Wren, a cigarette dipping from his mouth, shrugged his shoulders.
“Gee…uh, It’ll be at least another couple of hours until we can
even broadcast.”
“Get on it, then.”
Morse turned to Wren, “Can I get a cigarette before you fix the
radio?”
“Get your own,” he snorted. He tapped Carter on the shoulder,
and they promptly left the room.
“Morse,” Quinn said, assuming leadership of the group, “We’re
flying up there.”
“Up where?” The pilot grumbled.
“To the Norwegian’s camp. I’m thinking it’ll take a couple
of hours to get up there, and back. So we’d better move now.”
Knowles scowled. “On whose authority?”
“Mine.”
“The hell you are.”
Quinn ignored Knowles’ threat, and turned to the doctor. “Greenberg,
we might need you up there, too.
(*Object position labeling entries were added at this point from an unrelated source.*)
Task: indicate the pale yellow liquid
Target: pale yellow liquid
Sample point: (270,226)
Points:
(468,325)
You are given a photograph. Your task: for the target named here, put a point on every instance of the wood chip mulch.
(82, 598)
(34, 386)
If this what’s happened to one of
them, god only knows what the rest are going to be like.”
The doctor nodded in agreement, and picked up his gear.
“Jesus, you people can’t just go wandering up to another nation’s
camp and start interfering with what they’re doing. You need
clearance and…”
“We don’t have time!” Quinn retorted. “You want to sit on
your ass and do nothing, then that’s fine, Knowles. But I’m going
up there to find out why that guy thought trundling along in a tractor
for sixty miles was a good thing.”
Knowles fell silent. Not wanting to sound defeated, he picked up
the shotgun and wiped his face, “Well, you might need some firepower…if
the rest are as far gone like our friend in the medical room then they
might start shooting at us.”
“Fine,” said Quinn. “Dawkins, we might need a translator,
too. You up to it?”
Dawkins, who had been shuffling around the room, stopped. “You
want me to go?” he asked, his voice quavering slightly. He hadn’t
intended for this. “Um…well, I don’t really…”
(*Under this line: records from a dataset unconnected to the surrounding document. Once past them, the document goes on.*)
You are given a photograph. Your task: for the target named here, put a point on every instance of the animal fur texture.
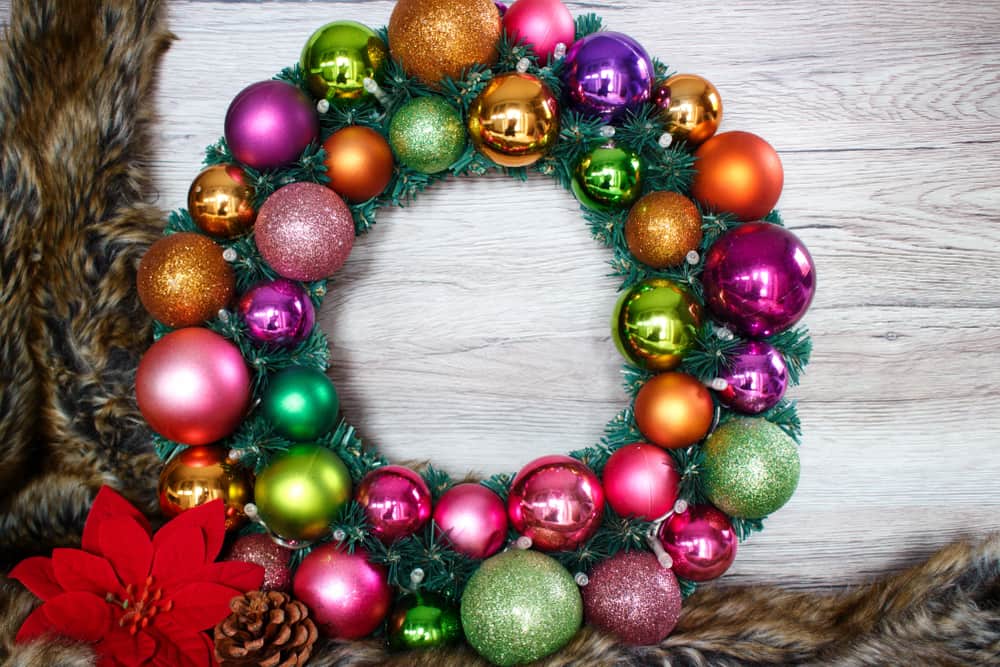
(76, 77)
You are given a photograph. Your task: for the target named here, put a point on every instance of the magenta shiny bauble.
(192, 386)
(348, 597)
(756, 378)
(633, 597)
(701, 542)
(397, 502)
(759, 278)
(473, 518)
(269, 124)
(642, 481)
(557, 501)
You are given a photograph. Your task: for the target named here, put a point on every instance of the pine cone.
(265, 630)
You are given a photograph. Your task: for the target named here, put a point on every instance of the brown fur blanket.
(76, 77)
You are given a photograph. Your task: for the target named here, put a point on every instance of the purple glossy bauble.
(756, 378)
(607, 74)
(269, 124)
(759, 278)
(278, 312)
“Come on, you pansy,” McPherson said, clapping the small
meteorologist on the back, “I thought you liked the big open space.”
Dawkins, daunted by the prospect of being one of the investigation
team, could only nod resignedly.
“Let’s get going then.” Quinn said, making for the door.
Morse, strapped in the cockpit, couldn’t shake off McPherson’s
remark about stress related issues. What did he know, the pilot
thought, as the blades of the chopper started spinning, has he ever
saw someone die because it was their fault? He noticed Dawkins was
uncomfortable in the back – he knew the meteorologist didn’t like
flying…the bespectacled scientist sat in the back, along with the
Doc and Knowles. He could feel Dawkins squirm now, and he liked that
thought.
The chopper started to lift and a small rush of excitement filled
Morse. Memories of the Mountain Rescue came flooding back, the kind of
adrenaline of racing to the scene of an emergency. He liked that buzz,
that excitement, and for the first time since he’d been stationed at
Rothera, he began to feel like his old self.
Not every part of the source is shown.